Sommeil artificiel pour une nouvelle vie ?

Sa quête de sommeil ininterrompu, au coeur de l’histoire et de façon générale un thème littéraire aux accents psychanalytiques exploré par les auteurs de tous temps, interpelle. J’ai pensé à ces personnes qui confient, de façon troublante, que le meilleur moment de leur journée est lorsqu’ils vont se coucher… Qu’est ce que cela laisse transparaître de leur vie ou de leur conception de la vie en général ? On pense évidemment à une forme de suicide qui ne dit pas son nom mais vers lequel l’héroïne semble vouloir se diriger à pas lents ou sans vouloir se l’avouer puisqu’elle renie plusieurs fois l’idée tout en l’abordant malgré tout de façon assez paradoxale et en en faisant même le contraire, connue sous le nom de la fameuse « cure de sommeil » ici extrême toutefois (« It was the opposite of suicide.

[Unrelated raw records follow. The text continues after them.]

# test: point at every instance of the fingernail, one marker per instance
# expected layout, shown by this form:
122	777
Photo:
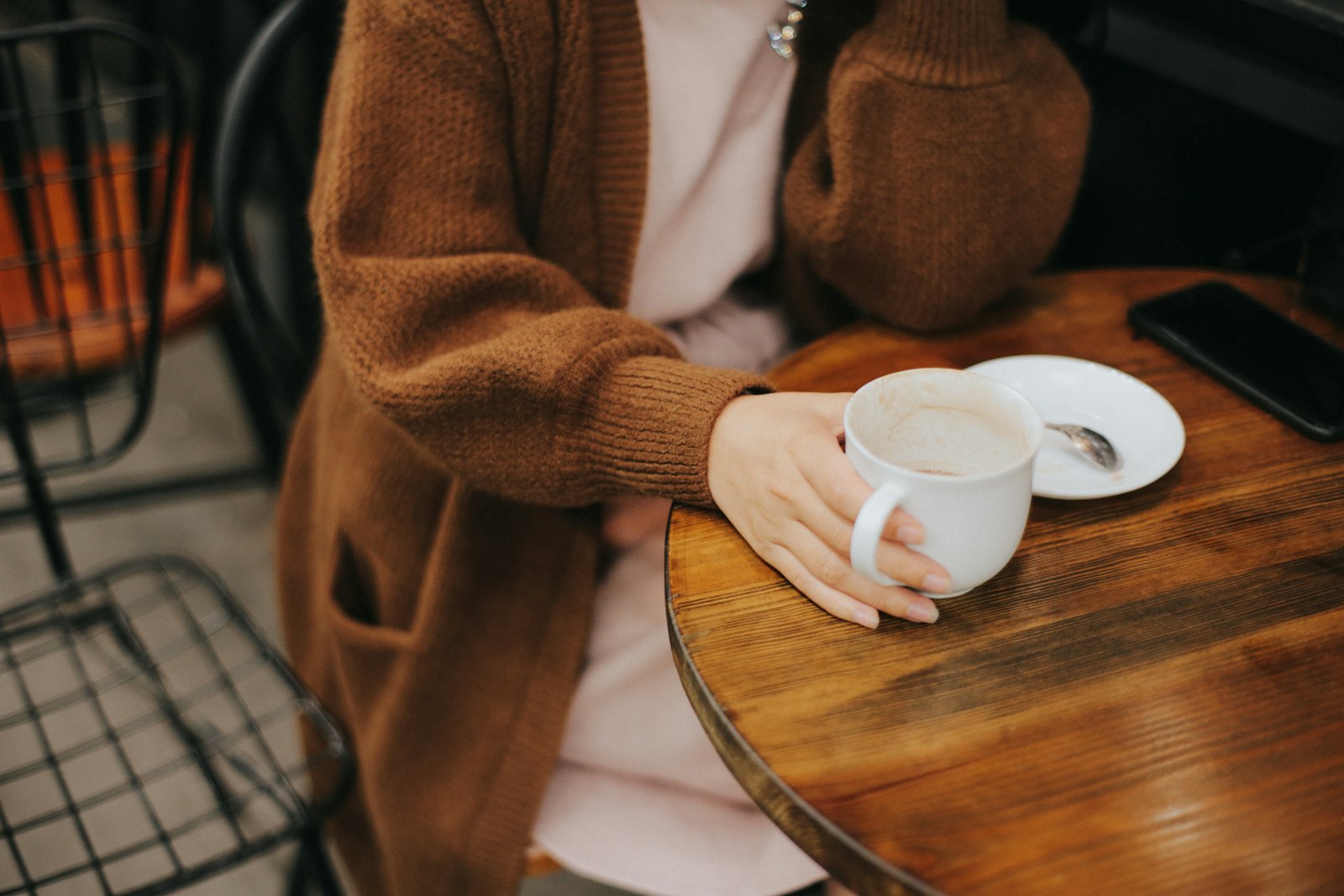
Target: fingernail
936	582
922	613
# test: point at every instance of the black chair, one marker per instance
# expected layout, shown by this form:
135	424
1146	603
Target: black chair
205	39
148	731
262	175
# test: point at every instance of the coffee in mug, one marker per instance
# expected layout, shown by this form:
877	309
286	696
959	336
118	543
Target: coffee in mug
954	450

My hibernation was self preservational. It was going to save my life »). Une quête de retrait de la vie, temporaire toutefois, insiste-t-elle, qui vise à se régénérer en réalité. Repartir à neuf. Réinitialisation des paramètres. Reboot. Rester du côté de la vie malgré tout, tente-t-elle peut-être aussi de se persuader tout en nous confiant au détour d’une page qu’un de ses tableaux préférés est Marat ensanglanté dans sa baignoire… L’ambiguïté inquiétant, qu’elle entretient, demeure jusqu’à la dernière page où elle s’extasie devant le saut mortel d une silhouette rappelant sa meilleure amie Reva depuis la tour jumelle en feu…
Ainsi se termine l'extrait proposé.